Despite the opening Dery creates with mention of Perry’s work, few critics looked beyond the “African-American themes [and] concerns” he specified in his early definition. Nelson includes work by Nigerian visual artist Gatima Tuggar and an interview with Jamaican-born writer Nalo Hopkinson in the groundbreaking special issue of Social Text, and in recent years, Afrofuturism.net has begun to include more work on and by African and Caribbean artists, but most of the cultural production listed on the site and addressed by critics is African American in origin. At the end of the interview with Nelson, Hopkinson states that her hope for the genre is that “there will begin to be more diverse expressions of people’s lived experiences of race, culture, class, sexuality, social structures, and gender, and that more of those expressions will begin to come from outside the United States.” A cursory review of work from Caribbean artists, perhaps even limited to those ontemporary with Hopkinson, would reveal that the cultural and geographic diversity she calls for does exist. As recent additions of work by Kamau Brathwaite, Robert Antoni, and Wilson Harris to lists of Afrofuturist fiction indicate, such expressions already “come from outside the United States,” they simply have to be acknowledged as contributing a Caribbean dimension to the primarily US-centric conception of Afrofuturism.”

She continues later:

“For the most part, however, the texts that are generally read as Afrofuturist are noticeably not Caribbean. And the African American inclination of theorists of Afrofuturism can constrain the ways the texts that reflect a Caribbean cosmology, even in diasporic spaces, are read. For example, Lisa Yaszek’s reading of Nalo Hopkinson’s short story “Ganger (Ball Lightning)” does not take—to return to Brathwaite’s terminology—the ananse and nam of Caribbean culture into consideration. Yaszek reads Hopkinson’s story at the end of her article “Afrofuturism, Science Fiction, and the History of the Future” as a way into her conclusion about the historical and global implications of Afrofuturism; therefore, a thorough treatment of the text was not one of her goals.

Source: NaloHopkinson.com

Still, what better way to argue that people of color have been more than “mere respondents to the new literary forms of twentieth and twenty-first centuries” and that in “recovering Afrodiasporic future story telling traditions we gain a better understanding of the important intellectual and aesthetic work that these authors have performed on both national and global cultural fronts” than by calling on the storytelling tradition that Hopkinson herself, via her title, insists she is continuing here in her futuristic fashion. Yaszek’s conclusion about Hopkinson’s work is not incorrect, just incomplete; it is limited by the geographic boundaries of her methodology, Afrofuturism. It is no accident that the other works Yaszek discusses in her essay are by American authors: Ralph Ellison, W. E. B. Du Bois, George S. Schuyler, and Octavia Butler. This context shapes the possibilities of a reading of Hopkinson’s story. My reading of Brodber here aims to demonstrate how, rather than ignore these
boundaries and pretend that Afrofuturism has already achieved its potential of addressing “both national and global cultural fronts,” one might directly push against its US partiality. Additionally, to illustrate how this critical tool may provide a useful perspective and language for examining what Caribbean writers are attempting or accomplishing in experimental, nonrealist works. With a more inclusive understanding of its applications, Afrofuturism becomes more robust in its validity as a methodological prism for those of us in Caribbean studies and in cultural studies more generally.”

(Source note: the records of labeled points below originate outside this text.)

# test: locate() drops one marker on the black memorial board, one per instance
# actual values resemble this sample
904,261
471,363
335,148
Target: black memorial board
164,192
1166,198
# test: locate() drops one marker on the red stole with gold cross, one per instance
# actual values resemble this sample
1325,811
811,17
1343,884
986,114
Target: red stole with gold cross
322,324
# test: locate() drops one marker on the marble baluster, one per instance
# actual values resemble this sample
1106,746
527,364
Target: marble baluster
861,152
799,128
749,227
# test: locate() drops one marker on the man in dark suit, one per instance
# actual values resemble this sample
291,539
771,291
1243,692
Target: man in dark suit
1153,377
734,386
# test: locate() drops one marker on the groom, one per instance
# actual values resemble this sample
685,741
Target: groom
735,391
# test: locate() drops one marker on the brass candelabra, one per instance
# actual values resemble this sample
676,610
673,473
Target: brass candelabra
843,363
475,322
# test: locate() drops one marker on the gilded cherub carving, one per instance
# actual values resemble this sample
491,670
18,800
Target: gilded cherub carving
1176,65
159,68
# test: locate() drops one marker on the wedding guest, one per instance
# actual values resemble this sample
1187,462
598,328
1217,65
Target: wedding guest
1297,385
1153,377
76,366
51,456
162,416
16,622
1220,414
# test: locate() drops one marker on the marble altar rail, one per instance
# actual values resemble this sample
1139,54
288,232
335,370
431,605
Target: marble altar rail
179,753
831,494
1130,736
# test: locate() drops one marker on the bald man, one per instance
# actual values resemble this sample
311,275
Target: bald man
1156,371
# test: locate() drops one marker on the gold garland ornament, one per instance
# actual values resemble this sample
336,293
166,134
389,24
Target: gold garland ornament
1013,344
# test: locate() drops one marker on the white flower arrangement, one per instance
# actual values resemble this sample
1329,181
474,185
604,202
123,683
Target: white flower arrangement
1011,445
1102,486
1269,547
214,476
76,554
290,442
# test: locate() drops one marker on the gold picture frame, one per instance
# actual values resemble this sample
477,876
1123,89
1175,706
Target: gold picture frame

Blackness as Josephs implies in her essay is mediated by geography and that locality needs to be re-emphasized to continue strengthening strategies and conversations of decolonization, and manage the erasure of local cultures within globalization. As Walter D. Mignolo says in “RE:EMERGING, DECENTRING AND DELINKING: Shifting the Geographies of Sensing, Believing and Knowing,” “…what is not fine is to expect the universalisation of western localities and sensibilities, simply because you cannot universalise the local without erasing the localities of others. That was and is the problem with the Euro-centred idea of modernity.”